David Breen
Na Piarsaigh and Limerick hurler David Breen says working in a professional sports environment has helped him improve as a hurler.
Breen is the Lead Academy Physiotherapist at Leinster Rugby, a position he took up in September 2014. While he admits it has been demanding to combine such a job with an elite GAA career, he has also felt the benefits in terms of what he has picked up in the professional surrounds.

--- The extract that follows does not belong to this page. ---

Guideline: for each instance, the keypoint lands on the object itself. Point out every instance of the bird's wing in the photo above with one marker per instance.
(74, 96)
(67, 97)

"You learn to train a lot better yourself, especially in the strength and conditioning. You are working with a lot of S&C coaches who have a lot of experience and they know how to manage players and you are just taking advice from them," he said.
"In GAA, it is a bit unregulated in terms of who works with what teams and what their qualifications are whereas in professional sport, you have to have a decent CV to get hands on these athletes. You are managed quite closely. Dan Tobin is head of strength and conditioning in Leinster and he is a guy I would have taken advice from the very first week I came into Leinster. And it has stood to me as well and some stuff that I will be able to impart onto younger players in the club at some stage, eventually."
Breen's role with the Leinster academy players often merges with the Leinster senior squad, due to periods when the panels join together for training. He travels regularly with the senior squad to matches - he was in Cardiff most recently - and he says that those professional demands have sometimes affected his hurling.
"Usually the ones where they are on a Friday night is a bit easier because the team travels on the Thursday and you get back maybe 10 or 11 on the Friday night.
"So then you still have some of the weekend left and all I do is let Shane O’Neill, our manager, know my schedule in advance and he tries to put training on around that. There’s some weekends that there’s no getting away from it, you have to write off the weekend because of work."
Yet, despite his physiotherapy background, Breen has not been spared injuries. During Na Piarsaigh's run to the All-Ireland final, Breen has had regular spells of absence through a broken shin, a broken hand and a broken foot - "I've a nice collection of x-rays in my Iphone," he jokes.
David Breen
He played on a shin injury in the Limerick semi-final against Kilmallock, and missed the county final and early stages of the Munster campaign as a result. Then he came on as a sub in the Munster final win against Ballygunner despite having had pins and wires in his hand, which was in a cast, in advance of the game.
He admits that played against medical advice, and the fact that he played despite his own grounding as a physio is an indicator of the lengths a player will go to to play a big game.
"Yeah, I got a bit of a doing coming in after the Munster final, when they saw me coming on for the final 15 minutes of the game where I had been wearing a cast earlier on that week," he said.
"But they understand the situation and the head physio there (at Leinster), Gareth Farrell, has been pretty good to me in that sense, I have to be physically able to do my job too, there is no such thing as ringing in sick or I need five or six weeks off in that environment so I think the players are pretty understanding as to what's at stake.
"But that would have been one of the best reasons that I stepped away from Limerick this year, because I have to show a commitment to my job too and hurling is definitely not going to pay the bills."
As Breen, 30, says, he stepped away from the Limerick inter-county scene this year to focus on his work with Leinster. For now, his sporting outlook is obviously centred on St Patrick's Day and the prospect of a first ever All-Ireland club title for his club Na Piarsaigh, a pursuit which he says has energised some of his charges in Leinster.
"We have a bit of a following going there, especially in the academy, We have a good few of the boys shouting for Na Piarsaigh now, they have made it very clear they are not shouting for Limerick, they are shouting for Na Piarsaigh. It is great, especially for lads, some of them wouldn't necessarily have an interest in GAA, they are tuning in and watching the matches, so hopefully we will have a few of them there on Paddy's Day."